Batching not working as expected #551

dixitsingla · 2023-02-20T15:51:18Z

Hi Team,

I mainly wanted to use the batching feature of Parallel Consumer so started doing a POC around it.

Currently the Kafka topic has 6 partitions and each partition has around 15k messages.

I wanted to consume the data in batches and each batch will be of 10 messages. Below are the code snippets of current parallel consumer configuration. Wanted the data to be consumed in a ordered way.

ParallelConsumerOptions

final Consumer<String, String> consumer = new KafkaConsumer<>(appProperties);
final ParallelConsumerOptions options = ParallelConsumerOptions.<String, String>builder()
                .consumer(consumer)
                .ordering(PARTITION)
                .batchSize(10)
                .build();
        ParallelStreamProcessor<String, String> eosStreamProcessor = createEosStreamProcessor(options);

appProperties


# Consumer properties
bootstrap.servers=localhost:9092
key.deserializer=org.apache.kafka.common.serialization.StringDeserializer
value.deserializer=org.apache.kafka.common.serialization.StringDeserializer
max.poll.interval.ms=300000
enable.auto.commit=false
auto.offset.reset=earliest

# Application-specific properties
input.topic.name=<name of the topic>

Consumer Poll

public void runConsume(final Properties appProperties) {
        String topic = appProperties.getProperty("input.topic.name");

        LOGGER.info("Subscribing Parallel Consumer to consume from {} topic", topic);
        parallelConsumer.subscribe(Collections.singletonList(topic));

        LOGGER.info("Polling for records. This method blocks", topic);
        parallelConsumer.poll(context -> {
            List<String> payload = context.stream().map(this::preparePayload).collect(Collectors.toList());
            System.out.println("********* " + payload.size() + " **********");
        });
    }

preparePayload

private String preparePayload(RecordContext<String, String> stringStringRecordContext) {

        ConsumerRecord<String, String> consumerRecords = stringStringRecordContext.getConsumerRecord();
        int failureCount = stringStringRecordContext.getNumberOfFailedAttempts();
        System.out.println("Value: " + consumerRecords.key() + " - Partition: " + consumerRecords.partition() + " Offset: " + consumerRecords.offset());
        return msg("{}, {}", consumerRecords, failureCount);
    }

Now despite setting the batching to 10, the data is being consumed in random size of batches(1,2,3 < 10). Could someone please help me out.

Thanks in advance.

Regards,
Dixit

The text was updated successfully, but these errors were encountered:

rkolesnev · 2023-02-20T18:54:55Z

Hi,

The batching logic is not designed to wait for batches to be full before processing - its more optimization for when there is more data to process (i.e. processing is slower than consuming from Kafka) and processing function supports batching - send in batches.

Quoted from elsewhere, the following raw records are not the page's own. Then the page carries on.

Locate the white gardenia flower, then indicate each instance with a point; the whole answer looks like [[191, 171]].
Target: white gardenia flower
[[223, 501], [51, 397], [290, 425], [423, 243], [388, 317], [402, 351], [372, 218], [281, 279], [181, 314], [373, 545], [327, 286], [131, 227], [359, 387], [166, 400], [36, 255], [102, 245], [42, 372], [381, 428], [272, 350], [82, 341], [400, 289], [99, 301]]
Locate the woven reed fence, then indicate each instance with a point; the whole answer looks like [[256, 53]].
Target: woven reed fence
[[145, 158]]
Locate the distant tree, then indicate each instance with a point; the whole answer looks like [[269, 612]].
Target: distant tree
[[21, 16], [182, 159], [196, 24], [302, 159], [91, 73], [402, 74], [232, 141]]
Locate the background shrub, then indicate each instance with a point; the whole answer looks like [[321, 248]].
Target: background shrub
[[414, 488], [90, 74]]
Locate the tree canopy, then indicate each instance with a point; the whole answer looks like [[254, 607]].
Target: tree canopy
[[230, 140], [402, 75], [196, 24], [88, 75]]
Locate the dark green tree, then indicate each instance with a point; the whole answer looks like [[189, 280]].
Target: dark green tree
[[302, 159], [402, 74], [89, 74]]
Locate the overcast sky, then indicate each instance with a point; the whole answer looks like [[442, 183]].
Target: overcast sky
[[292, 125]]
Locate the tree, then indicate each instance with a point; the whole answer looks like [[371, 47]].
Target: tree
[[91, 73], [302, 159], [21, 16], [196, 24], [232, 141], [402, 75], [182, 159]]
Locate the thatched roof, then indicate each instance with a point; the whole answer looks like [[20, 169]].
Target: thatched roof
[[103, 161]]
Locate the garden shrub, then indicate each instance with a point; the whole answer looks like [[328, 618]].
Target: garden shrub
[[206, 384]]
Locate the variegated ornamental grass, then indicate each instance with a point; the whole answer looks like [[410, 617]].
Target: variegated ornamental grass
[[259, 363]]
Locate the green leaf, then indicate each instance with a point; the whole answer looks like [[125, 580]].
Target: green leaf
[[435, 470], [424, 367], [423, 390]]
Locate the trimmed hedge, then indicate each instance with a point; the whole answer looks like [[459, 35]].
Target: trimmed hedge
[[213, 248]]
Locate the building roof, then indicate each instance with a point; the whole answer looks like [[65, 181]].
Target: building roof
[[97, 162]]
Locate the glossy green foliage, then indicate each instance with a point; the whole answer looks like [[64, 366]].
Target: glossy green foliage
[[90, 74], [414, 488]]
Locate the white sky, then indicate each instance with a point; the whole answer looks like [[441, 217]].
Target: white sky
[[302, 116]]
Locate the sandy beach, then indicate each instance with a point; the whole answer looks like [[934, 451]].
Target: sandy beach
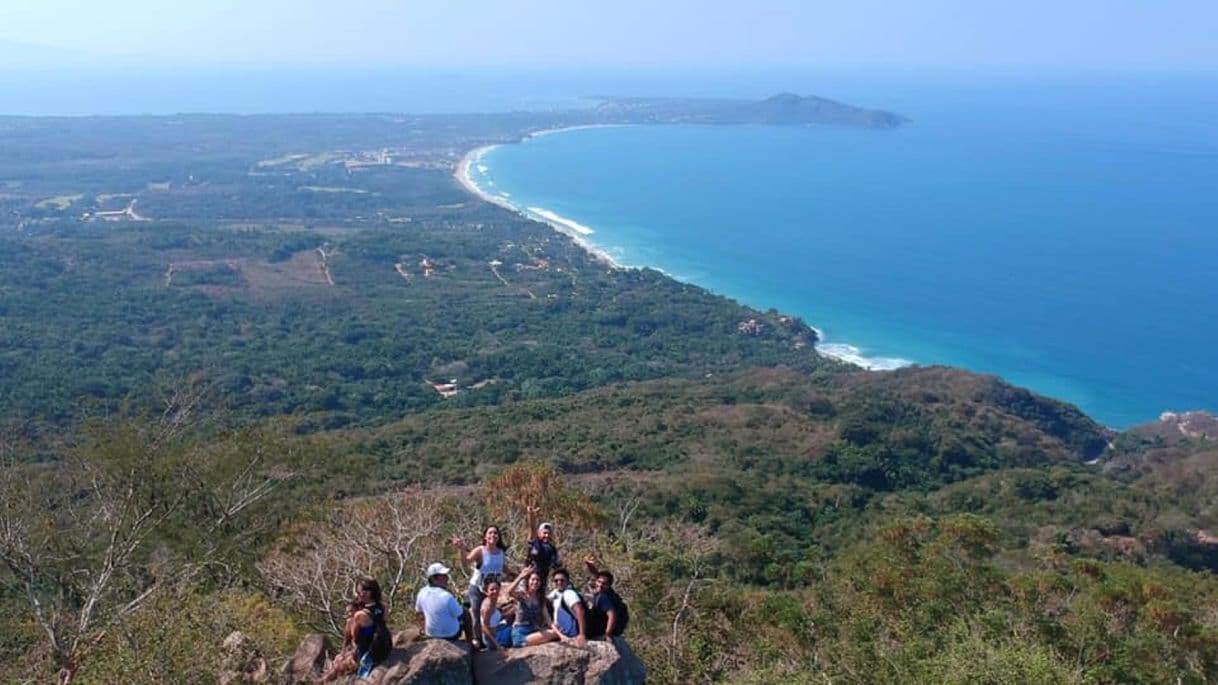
[[574, 230], [579, 233]]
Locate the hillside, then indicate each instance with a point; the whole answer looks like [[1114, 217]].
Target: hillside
[[247, 358]]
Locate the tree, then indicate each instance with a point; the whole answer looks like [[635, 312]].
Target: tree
[[391, 539], [88, 540]]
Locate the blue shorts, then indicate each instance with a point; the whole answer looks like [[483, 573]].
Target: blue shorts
[[503, 635], [521, 633]]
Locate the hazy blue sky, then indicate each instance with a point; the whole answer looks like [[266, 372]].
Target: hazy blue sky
[[654, 33]]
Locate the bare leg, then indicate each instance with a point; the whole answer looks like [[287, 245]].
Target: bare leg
[[541, 638], [342, 664]]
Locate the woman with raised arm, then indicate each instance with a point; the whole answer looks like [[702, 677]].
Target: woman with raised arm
[[496, 631], [532, 624], [487, 562], [364, 636]]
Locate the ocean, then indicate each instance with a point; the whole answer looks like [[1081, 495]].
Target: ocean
[[1060, 232]]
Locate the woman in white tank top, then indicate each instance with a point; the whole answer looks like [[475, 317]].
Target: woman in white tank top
[[487, 561]]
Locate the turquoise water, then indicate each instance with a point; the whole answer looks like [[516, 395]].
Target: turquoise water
[[1059, 233]]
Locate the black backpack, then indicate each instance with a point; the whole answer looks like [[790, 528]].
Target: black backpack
[[383, 640], [597, 621]]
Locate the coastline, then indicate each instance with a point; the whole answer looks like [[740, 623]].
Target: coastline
[[838, 351], [574, 230]]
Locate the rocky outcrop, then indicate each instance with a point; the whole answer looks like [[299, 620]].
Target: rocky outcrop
[[308, 663], [603, 663], [242, 662], [453, 663]]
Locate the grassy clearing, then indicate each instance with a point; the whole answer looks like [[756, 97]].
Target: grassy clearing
[[59, 202], [333, 189], [280, 161]]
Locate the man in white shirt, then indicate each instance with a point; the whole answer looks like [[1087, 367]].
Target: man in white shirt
[[442, 614], [568, 607]]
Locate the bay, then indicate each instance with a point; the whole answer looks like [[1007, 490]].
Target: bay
[[1059, 233]]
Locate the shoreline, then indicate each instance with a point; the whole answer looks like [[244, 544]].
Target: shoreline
[[842, 352], [575, 232]]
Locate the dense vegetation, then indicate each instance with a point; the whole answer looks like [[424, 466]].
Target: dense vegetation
[[205, 391]]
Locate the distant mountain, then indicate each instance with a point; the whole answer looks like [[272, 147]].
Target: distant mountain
[[785, 109]]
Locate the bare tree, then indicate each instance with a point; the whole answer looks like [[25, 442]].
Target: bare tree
[[391, 539], [82, 541]]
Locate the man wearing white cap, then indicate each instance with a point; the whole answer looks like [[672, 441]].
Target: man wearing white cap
[[440, 610], [542, 551]]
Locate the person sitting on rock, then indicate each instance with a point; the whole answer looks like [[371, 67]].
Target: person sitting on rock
[[366, 640], [568, 612], [542, 552], [441, 613], [532, 624], [607, 616], [487, 560], [496, 631]]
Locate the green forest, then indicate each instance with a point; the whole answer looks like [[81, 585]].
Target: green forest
[[223, 346]]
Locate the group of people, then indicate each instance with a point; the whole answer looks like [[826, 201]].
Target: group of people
[[491, 623], [538, 617]]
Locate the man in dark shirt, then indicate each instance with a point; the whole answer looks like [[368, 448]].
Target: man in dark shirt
[[542, 552], [607, 616]]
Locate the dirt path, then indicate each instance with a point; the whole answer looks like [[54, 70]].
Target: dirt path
[[322, 256], [401, 271], [495, 269]]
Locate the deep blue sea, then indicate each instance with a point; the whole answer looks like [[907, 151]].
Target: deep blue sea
[[1059, 232], [1056, 229]]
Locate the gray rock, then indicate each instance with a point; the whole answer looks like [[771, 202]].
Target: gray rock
[[309, 661], [603, 663]]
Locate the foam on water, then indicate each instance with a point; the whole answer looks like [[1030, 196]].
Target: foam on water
[[853, 355], [546, 215]]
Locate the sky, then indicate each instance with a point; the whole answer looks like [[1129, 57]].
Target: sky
[[1037, 34]]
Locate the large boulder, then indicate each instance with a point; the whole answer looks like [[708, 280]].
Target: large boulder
[[429, 662], [308, 664], [242, 662], [603, 663], [441, 662]]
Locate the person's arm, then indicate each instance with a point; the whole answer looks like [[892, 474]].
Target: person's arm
[[577, 611], [590, 563], [464, 552], [610, 621], [531, 522], [514, 590], [487, 630]]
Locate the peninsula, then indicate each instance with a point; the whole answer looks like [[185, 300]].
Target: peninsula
[[785, 109]]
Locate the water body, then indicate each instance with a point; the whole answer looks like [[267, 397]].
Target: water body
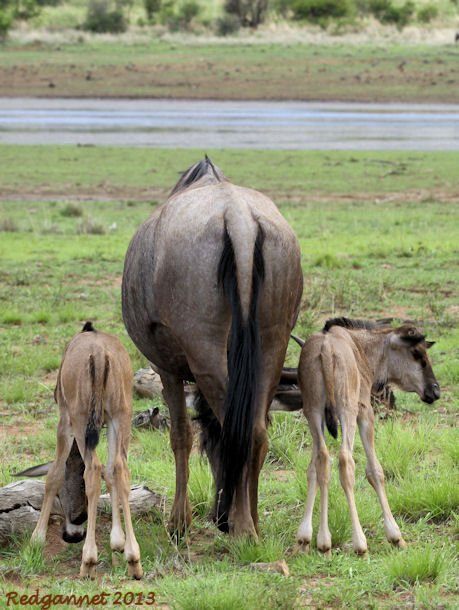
[[230, 124]]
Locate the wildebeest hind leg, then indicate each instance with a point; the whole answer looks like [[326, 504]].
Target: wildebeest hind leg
[[55, 476], [181, 441]]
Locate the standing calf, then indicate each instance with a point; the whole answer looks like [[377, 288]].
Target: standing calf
[[338, 368], [94, 386]]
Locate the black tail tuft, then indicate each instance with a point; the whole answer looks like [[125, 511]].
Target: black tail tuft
[[243, 367], [331, 421], [95, 419]]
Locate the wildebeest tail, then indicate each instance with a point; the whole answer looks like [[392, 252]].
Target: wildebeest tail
[[331, 420], [98, 377], [244, 356]]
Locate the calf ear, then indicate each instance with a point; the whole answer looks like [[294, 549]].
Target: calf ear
[[34, 471], [406, 337]]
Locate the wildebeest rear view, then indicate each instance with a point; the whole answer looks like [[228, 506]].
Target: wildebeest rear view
[[338, 369], [211, 290]]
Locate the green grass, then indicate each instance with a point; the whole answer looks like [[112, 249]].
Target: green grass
[[370, 248], [235, 69]]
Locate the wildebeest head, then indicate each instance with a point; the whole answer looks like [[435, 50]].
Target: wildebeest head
[[72, 494], [73, 497], [409, 365]]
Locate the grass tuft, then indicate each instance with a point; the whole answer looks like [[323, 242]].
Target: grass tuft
[[417, 564]]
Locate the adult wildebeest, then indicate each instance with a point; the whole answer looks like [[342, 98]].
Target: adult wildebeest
[[211, 290], [338, 369], [94, 386]]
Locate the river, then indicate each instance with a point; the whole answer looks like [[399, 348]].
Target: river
[[229, 124]]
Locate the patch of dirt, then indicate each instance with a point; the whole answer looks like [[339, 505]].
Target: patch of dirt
[[80, 194]]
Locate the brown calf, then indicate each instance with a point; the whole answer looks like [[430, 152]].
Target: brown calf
[[94, 386], [337, 371]]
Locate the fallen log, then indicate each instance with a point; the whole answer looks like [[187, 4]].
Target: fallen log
[[20, 504]]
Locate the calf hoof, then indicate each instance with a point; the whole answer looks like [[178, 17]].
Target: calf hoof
[[88, 570], [135, 570], [400, 543], [303, 546]]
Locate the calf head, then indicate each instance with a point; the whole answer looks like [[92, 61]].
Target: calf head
[[72, 494], [73, 497], [409, 365]]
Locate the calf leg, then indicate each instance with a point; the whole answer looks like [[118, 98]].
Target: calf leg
[[181, 441], [117, 537], [131, 547], [318, 476], [304, 534], [375, 476], [55, 476], [347, 478], [92, 478], [259, 451]]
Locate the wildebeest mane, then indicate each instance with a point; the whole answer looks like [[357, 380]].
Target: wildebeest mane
[[196, 172], [352, 324]]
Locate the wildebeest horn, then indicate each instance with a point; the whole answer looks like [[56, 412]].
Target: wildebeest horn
[[34, 471], [298, 340]]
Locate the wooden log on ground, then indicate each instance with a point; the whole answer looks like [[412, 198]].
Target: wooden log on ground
[[20, 504]]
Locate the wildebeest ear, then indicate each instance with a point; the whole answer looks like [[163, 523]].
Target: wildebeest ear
[[405, 336]]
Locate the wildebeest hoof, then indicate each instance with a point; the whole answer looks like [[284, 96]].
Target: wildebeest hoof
[[400, 543], [135, 570], [88, 570], [303, 546]]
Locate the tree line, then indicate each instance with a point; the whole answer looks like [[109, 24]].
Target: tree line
[[113, 15]]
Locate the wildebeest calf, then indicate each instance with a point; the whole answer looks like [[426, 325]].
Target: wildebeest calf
[[338, 369], [94, 386]]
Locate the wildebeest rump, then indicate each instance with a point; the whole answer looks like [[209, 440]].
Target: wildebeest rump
[[211, 290]]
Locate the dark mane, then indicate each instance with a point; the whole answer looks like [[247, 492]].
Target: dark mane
[[88, 328], [350, 324], [196, 172]]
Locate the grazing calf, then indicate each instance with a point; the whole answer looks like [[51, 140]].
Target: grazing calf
[[94, 386], [337, 371]]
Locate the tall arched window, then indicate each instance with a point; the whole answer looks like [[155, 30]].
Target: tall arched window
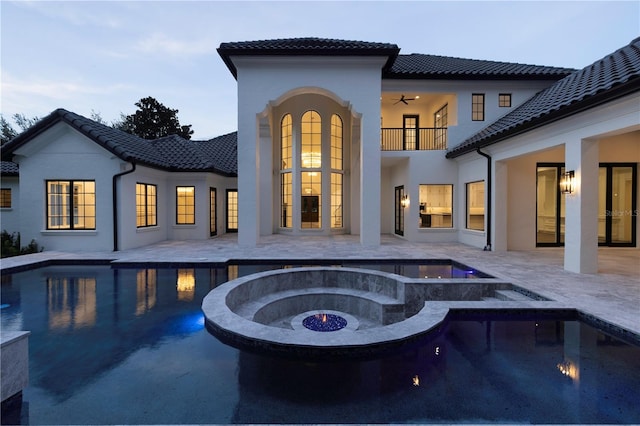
[[286, 142], [310, 168], [337, 171], [286, 164]]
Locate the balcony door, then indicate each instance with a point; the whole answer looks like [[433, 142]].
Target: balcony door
[[399, 210], [410, 126]]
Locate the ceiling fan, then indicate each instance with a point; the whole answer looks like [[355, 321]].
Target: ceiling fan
[[403, 99]]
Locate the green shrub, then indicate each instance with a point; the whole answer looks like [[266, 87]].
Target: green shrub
[[10, 245]]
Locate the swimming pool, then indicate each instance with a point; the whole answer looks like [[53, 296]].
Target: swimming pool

So it looks like potentially your processing is faster than polling from Kafka - in that case you wont have full batches of records as there is not enough records accumulated in the queues yet.

One thing to check is - consumer options for fetch size, max poll records etc - to make sure you are feeding enough records into Parallel Consumer per poll.
Another - what processing are you doing? - if you are only logging them for testing the flow - you will be processing them (logging) faster than you can read from Kafka - you can add a sleep / wait to replicate the processing that you plan to do and time it takes to be more realistic.

Even with fast processing - if Topic partitions have enough data on them already and consumer is configured to return 10+ records per poll - you should get the batch filled.

You could test polling parameters using plain Kafka Consumer and checking how many records per poll it actually returns - in test stub / simple application etc.

doppelrittberger · 2023-05-10T15:13:38Z

Hi,
we have the same problem I think: we have a topic with a lot of pre-produced data and use partition ordering with batch size of 1000. Still we just get 1 message per partition per poll. Since we want to process the messages per partition with batched database calls this is much slower if done one-by-one.
Any chance that we change the configuration and get real batches per partition here? Polling itself does not seem to be a problem here since I configured the KafkaConsumer with batch size of 10.000 and I can see that this is fetched in ConsumerManager as well. Something in between reduces the batch to 1 per partition in the poll() call.
Thanks :)

dixitsingla · 2023-05-10T15:57:01Z

In our case, we dropped the idea of using the batching mechanism in parallel consumer. But while doing analysis I have few observations given below.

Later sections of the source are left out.